O xá (imperador) Reza Pahlevi, que havia fugido do país, retornou e assumiu poderes ditatoriais, os quais utilizou com ferocidade até 1979, quando foi derrubado pela revolução islâmica do aiatolá Khomeini.
Como havia acontecido no Brasil, a “questão do petróleo” implicou, no Irã, a defesa da soberania nacional.
Como aconteceu no Irã, Getúlio Vargas passou a sofrer pressões tremendas em represália ao seu programa nacionalista de governo. Certamente, elas contribuíram para o seu suicídio, em agosto de 1954.
De uma perspectiva bem panorâmica, toda a história do século XX, do Irã ao Brasil, poderia ser contada a partir da geopolítica do petróleo, matéria-prima das transformações econômicas e culturais de nosso tempo. A descoberta das imensas reservas no Irã, em 1908, conduziu o Oriente Médio e a Ásia Central ao centro das disputas entre as grandes potências, condicionando o processo de alianças, rupturas e guerras que, ao longo de décadas, constituiu as atuais fronteiras entre os Estados daquela região, incluindo a criação de Israel. Esse processo foi explicitado, em 1973, quando a Opep aumentou dramaticamente o preço do barril do petróleo, como represália ao apoio dado pelos Estados Unidos a Israel. O discurso pan-arabista do líder egípcio Gamal Abdel Nasser ganhava, então, um significado econômico bastante concreto, que podia ser medido pelo preço marcado nas bombas dos postos de gasolina.

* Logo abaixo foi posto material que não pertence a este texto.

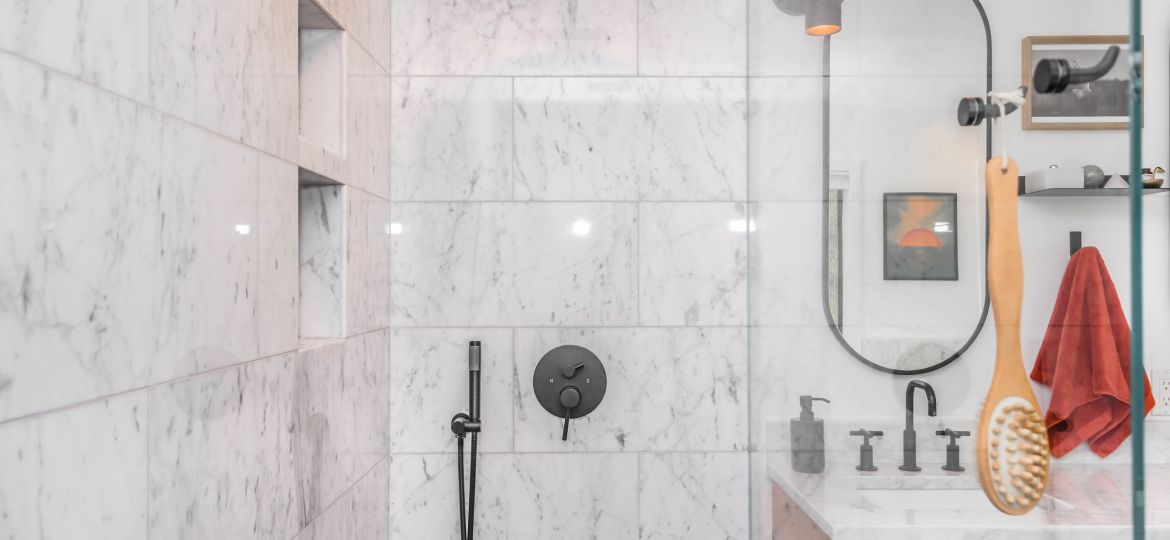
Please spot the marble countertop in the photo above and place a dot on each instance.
(1087, 502)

No mundo contemporâneo, tropas dos Estados Unidos ocupam diretamente centros produtores de petróleo, como no Iraque, e patrocinam golpes de Estado, como na Venezuela, em nome de uma suposta “guerra ao terror” e ao “autoritarismo”. Em contrapartida, a Venezuela de Hugo Chávez e a Bolívia de Evo Morales retomam a retórica anti-imperialista, ancorados numa política estatal de controle do petróleo e do gás, ao passo que, no México, o movimento zapatista recupera a retórica da revolução de 1910 e denuncia a entrega do “nosso petróleo” às mesmas empresas desafiadas por Cárdenas. No Brasil, o governo Lula tenta angariar para si o legado histórico da campanha do petróleo, mediante o lançamento da consigna “o biodiesel é nosso”. E assim caminha a humanidade.
Os discursos articulados em torno da geopolítica do petróleo, em resumo, voltam a compor, ininterruptamente, novas tragédias e farsas, que só terminarão quando forem esgotadas as reservas do “ouro negro”, ou quando a adoção de outros tipos de combustíveis (como o nuclear e o biodiesel) diminuir radicalmente a importância econômica do petróleo. Até lá, muitos ainda dirão que “o petróleo é nosso”.